Oh, the name. I’m sure there were several trans people my age and a little younger who heard the name “Caitlyn” and laughed or smiled a little bit. The name Kate was very popular amongst trans people some time ago. I remember teasing a trans friend when she decided on Cate instead of Kate. I’m glad Caitlyn chose not to go the letter “K”. But, given who is in her family, it probably would have been a little weird. I recently read a post from a friend where she talks about names coming from different generations and being able to spot trans people by the names they choose. For instance, did Caitlyn exist as a name when she was born? Rebecca is a very old name. Someone told me it’s in the bible. I don’t know. But, I did know people named Becca growing up.
One last thing. Before we knew the name “Caitlyn”, it bothered me to no end how she would refer to her female self in the third person. I’ve spoken with a couple of acquaintances who have been around late in life transitioners. It appears to be a thing. As if they have pushed that part of themselves down and away from their daily life for so long, they now think of that aspect of their personality as a totally different persona. Now that I understand that, I’ll try to be more sympathetic.

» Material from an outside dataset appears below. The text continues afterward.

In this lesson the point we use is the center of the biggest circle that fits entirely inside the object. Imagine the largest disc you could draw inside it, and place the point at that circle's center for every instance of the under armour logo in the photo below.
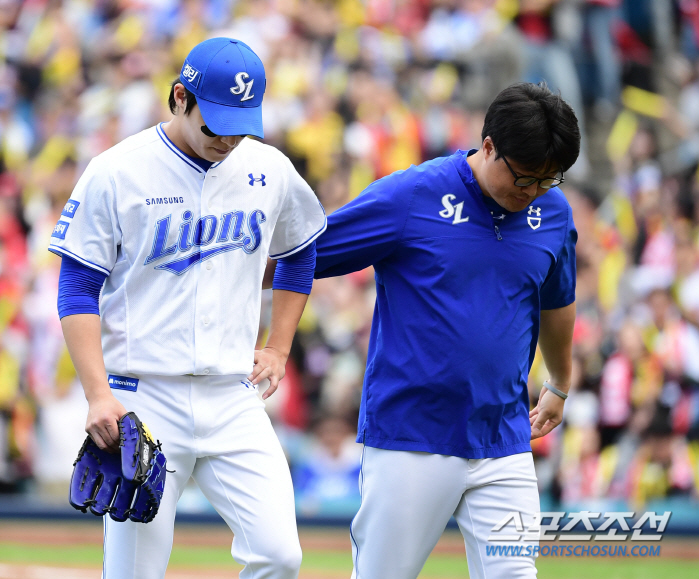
(253, 180)
(534, 222)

I hope Caitlyn can feel more free to live her life as she so sees it. Everyone should be free to be themselves. I’d like to thank her and everyone else responsible for the interview and the photo shoot for putting a positive spin on this issue. Last weekend, I rode in the truck that pulled the float for The Denver LGBT Center’s Transgender Program in the Pride Parade. While wearing out my arm waving out the window, my friend, the programs manager who was driving, told me she saw a dramatic uptick in people stopping by the programs booth this year over past years. People like Laverne Cox have been around a couple of years. So, maybe there’s a new “Caitlyn” effect helping ordinary people understand us better and helping closeted trans people feel a little more comfortable coming out of that closet. I sure hope so.